There’s a definition disconnect happening between Reddit refugees and more experienced Fediverse users. Identical terms seem to have different meanings here:
Reddit: Kbin/Fediverse
Post: Article or Thread
Top-level comment/thread: Post
Comment: Post
Microblog (No real Reddit equivalent, profile posts maybe)
Subreddit: Magazine
Upvote: Boost
Thus, making a new “post” is called creating a new “article”, while making a top-level comment (starting a new “thread”) or response to that article is making a “post”. Any other comment is also called “posting”.
It’s confusing as heck, but it’s natural that a different social media ecosystem would have different terminology.
Likes are now florps
You can write on your own user profile in reddit, I’d say is the equivalent to Microblog
Let’s say you are /u/BaldProphet on Reddit
You go to your profile, click on “Write new post” and this post will not appear in any subreddit, but only in your own profile. It will appear on the feed on people following you and people who enter in your profile can read and reply those posts
This feature is mostly used in NSFW profiles (people self-promoting their onlyfans)
There probably isn’t the time or will to do this, but it’d be fun if there was a “Reddit refugee” mode you could set in your profile that swapped all the words out to the more familiar ones. It’d only last until Reddit sent a cease-and-desist over trademark usage but that might still help a lot of people make the transition.
To make it feel extra-familiar for Reddit refugees, perhaps also cause people with that mode set to occasionally randomly double-post their comments, randomly show them a “You broke kbin!” screen, or maybe even simulate an abusive moderator randomly banning them from communities.

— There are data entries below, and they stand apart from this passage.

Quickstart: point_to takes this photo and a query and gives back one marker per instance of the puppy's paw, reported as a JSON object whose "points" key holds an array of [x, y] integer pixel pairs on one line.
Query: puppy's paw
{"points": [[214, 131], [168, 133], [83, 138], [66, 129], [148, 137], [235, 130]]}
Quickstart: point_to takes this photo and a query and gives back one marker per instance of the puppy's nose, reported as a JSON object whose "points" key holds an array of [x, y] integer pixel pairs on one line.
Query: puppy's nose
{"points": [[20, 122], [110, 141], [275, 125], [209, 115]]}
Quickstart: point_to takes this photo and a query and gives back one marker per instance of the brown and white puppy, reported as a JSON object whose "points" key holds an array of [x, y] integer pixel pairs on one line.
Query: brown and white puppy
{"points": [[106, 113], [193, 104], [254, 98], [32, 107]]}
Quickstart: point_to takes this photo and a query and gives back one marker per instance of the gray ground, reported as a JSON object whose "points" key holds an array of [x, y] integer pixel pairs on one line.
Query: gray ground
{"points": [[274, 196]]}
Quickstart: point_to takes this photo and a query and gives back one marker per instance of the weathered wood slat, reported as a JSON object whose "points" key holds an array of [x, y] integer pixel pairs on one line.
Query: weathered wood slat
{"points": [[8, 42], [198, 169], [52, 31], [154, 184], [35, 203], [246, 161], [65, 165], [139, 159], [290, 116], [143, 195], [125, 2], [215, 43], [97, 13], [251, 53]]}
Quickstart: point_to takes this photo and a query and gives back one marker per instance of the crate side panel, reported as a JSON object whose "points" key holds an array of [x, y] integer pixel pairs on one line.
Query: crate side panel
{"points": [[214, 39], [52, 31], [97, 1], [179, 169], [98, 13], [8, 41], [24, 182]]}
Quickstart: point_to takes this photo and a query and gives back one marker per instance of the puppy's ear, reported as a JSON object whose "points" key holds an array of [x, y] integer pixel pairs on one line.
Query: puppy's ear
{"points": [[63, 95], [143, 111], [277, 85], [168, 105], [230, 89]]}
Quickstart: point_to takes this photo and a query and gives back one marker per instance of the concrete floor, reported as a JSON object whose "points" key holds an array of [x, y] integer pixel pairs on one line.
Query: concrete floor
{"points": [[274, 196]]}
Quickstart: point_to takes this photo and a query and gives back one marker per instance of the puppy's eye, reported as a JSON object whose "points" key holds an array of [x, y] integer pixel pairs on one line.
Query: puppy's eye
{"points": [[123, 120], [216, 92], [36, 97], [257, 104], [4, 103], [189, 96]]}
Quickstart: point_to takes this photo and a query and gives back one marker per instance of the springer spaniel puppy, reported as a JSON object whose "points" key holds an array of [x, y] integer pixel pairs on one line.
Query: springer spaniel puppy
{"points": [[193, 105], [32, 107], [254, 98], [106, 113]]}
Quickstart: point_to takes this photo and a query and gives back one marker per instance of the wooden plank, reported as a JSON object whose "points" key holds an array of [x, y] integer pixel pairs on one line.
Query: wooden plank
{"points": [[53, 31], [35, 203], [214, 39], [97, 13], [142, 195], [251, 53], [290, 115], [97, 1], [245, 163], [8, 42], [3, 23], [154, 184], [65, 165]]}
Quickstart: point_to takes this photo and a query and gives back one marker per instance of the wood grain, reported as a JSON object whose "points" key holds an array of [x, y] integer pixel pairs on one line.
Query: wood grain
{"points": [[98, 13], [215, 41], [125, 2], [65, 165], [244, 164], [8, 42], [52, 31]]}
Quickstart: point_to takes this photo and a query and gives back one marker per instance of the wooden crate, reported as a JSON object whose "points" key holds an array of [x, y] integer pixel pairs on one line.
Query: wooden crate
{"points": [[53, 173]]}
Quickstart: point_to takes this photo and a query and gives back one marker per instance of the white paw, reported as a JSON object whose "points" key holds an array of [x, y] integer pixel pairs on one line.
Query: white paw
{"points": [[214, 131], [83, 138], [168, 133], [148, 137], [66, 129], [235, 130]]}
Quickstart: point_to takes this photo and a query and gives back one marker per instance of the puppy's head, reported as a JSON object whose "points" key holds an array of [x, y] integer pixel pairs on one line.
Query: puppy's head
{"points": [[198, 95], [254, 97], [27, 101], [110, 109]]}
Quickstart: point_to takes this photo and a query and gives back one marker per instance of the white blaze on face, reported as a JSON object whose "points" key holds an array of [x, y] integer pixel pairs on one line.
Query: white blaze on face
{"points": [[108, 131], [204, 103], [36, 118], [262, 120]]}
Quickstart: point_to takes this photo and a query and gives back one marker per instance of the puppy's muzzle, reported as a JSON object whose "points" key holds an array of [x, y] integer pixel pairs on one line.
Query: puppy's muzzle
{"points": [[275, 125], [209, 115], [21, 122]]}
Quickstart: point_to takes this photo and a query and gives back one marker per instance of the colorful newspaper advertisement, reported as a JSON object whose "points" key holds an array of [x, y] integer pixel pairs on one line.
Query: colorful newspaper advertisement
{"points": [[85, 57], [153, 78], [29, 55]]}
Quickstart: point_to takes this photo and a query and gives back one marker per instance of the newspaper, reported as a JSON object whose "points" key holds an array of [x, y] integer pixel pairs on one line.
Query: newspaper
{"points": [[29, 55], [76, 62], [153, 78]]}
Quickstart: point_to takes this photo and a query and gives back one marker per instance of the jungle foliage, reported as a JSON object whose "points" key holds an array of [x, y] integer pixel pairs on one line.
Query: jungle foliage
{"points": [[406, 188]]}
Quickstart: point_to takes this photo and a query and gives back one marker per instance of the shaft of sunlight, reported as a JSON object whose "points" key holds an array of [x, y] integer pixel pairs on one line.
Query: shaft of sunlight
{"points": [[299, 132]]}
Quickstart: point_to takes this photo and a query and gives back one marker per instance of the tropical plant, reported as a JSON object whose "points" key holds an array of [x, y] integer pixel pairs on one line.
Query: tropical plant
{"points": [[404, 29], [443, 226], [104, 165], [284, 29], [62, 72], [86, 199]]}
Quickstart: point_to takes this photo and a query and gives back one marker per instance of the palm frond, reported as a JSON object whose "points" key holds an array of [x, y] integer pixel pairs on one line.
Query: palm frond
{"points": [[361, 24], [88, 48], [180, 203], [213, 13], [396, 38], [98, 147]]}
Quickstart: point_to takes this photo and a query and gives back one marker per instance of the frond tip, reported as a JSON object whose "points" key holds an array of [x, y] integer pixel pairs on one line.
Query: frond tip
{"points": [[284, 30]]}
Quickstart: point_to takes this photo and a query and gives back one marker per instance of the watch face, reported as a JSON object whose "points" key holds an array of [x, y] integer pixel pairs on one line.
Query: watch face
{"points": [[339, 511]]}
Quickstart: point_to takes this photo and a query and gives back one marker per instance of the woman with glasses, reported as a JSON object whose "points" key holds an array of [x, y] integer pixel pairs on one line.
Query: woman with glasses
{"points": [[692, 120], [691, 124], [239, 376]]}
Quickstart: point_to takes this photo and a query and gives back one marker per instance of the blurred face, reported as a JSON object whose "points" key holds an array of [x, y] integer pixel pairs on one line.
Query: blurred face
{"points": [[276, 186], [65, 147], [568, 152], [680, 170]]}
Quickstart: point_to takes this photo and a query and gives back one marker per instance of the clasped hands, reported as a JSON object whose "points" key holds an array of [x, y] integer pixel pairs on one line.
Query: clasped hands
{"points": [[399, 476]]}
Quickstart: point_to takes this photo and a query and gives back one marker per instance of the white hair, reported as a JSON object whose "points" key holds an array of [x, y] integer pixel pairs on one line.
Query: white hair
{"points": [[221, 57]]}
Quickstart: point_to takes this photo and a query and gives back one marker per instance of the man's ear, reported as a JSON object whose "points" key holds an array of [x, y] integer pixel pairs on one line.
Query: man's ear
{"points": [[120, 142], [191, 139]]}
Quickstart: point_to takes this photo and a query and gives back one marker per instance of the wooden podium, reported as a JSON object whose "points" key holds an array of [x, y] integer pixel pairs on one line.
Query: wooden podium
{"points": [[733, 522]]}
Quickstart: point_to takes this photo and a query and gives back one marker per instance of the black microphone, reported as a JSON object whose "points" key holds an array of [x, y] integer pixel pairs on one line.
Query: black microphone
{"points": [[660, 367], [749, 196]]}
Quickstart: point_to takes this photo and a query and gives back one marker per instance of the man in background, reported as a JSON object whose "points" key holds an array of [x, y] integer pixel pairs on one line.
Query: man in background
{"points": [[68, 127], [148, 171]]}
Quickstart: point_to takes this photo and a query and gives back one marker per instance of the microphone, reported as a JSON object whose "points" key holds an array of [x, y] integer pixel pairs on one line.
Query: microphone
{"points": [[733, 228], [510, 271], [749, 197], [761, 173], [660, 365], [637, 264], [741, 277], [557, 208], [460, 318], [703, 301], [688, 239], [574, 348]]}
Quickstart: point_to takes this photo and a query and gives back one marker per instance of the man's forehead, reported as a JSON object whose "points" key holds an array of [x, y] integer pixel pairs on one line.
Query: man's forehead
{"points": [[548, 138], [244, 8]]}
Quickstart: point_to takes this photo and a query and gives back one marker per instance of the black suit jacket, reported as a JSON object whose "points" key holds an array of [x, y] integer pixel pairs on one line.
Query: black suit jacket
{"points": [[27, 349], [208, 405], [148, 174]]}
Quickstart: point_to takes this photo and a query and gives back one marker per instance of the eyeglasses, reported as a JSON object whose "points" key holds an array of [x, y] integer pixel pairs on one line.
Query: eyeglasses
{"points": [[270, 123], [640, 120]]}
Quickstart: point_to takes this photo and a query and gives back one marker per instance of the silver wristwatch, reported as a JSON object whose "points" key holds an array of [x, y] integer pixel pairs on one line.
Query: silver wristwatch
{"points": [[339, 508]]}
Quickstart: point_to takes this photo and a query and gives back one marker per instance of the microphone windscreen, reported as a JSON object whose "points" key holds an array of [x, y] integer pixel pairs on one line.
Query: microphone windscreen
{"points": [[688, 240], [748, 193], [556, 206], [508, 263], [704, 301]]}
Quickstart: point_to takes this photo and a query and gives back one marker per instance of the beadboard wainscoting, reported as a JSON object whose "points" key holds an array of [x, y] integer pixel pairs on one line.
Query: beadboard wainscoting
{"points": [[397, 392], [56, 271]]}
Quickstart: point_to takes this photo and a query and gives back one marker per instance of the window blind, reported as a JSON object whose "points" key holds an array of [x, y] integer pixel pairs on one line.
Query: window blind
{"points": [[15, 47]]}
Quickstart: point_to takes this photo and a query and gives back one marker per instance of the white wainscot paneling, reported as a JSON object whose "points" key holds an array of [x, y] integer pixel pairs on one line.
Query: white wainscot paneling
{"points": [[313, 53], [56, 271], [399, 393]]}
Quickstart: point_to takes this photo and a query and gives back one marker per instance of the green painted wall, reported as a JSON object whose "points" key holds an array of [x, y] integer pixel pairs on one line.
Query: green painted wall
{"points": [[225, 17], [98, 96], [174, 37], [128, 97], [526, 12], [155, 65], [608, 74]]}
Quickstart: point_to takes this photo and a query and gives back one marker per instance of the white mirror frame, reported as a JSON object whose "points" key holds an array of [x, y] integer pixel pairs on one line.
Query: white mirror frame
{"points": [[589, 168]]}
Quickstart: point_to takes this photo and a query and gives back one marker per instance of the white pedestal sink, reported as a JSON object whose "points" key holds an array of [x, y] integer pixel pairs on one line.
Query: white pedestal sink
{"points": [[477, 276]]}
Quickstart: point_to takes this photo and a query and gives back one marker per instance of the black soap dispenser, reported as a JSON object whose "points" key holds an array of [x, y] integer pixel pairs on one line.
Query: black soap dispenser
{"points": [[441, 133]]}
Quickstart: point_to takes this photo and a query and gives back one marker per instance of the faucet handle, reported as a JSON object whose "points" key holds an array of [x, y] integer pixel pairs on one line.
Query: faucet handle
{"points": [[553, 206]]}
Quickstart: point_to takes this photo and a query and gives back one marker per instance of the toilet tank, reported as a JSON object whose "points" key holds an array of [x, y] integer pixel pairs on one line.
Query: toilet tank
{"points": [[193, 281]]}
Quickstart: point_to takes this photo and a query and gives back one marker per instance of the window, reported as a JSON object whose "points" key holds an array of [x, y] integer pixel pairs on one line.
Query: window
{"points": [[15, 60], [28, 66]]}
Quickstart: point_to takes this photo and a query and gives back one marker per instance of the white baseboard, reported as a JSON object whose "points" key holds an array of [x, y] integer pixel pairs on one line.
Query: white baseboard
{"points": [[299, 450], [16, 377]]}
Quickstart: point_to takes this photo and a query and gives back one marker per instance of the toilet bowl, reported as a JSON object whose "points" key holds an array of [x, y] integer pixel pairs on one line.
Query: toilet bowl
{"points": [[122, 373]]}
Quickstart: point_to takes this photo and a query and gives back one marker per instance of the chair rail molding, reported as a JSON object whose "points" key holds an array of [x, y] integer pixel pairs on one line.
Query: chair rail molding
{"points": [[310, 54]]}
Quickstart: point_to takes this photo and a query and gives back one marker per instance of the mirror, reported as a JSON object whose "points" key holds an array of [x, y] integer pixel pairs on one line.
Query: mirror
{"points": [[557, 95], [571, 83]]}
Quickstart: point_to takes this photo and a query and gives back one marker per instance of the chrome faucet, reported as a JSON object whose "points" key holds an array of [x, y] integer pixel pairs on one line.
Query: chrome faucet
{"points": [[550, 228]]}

I’m trying to understand this comment, but i can’t get my head around it. Unfortunately I find the reddit vs fediverse table (is it that?) actually more a hindrance than help. It doesn’t format, at least where I’m looking from (kbin.social on web) so I don’t really understand what it’s trying to communicate.
It would really help if you could describe what this hierarchy is. It doesn’t even need to be compared to reddit - just a clear explanation. Or of course a link to something that describes it plainly to those who are new to it. Thank you!
Kinda ditto. I just created a magazine, went to create content and wasn’t sure whether to add an article or a post—and whether it mattered. Somehow what I posted showed up as a microblog.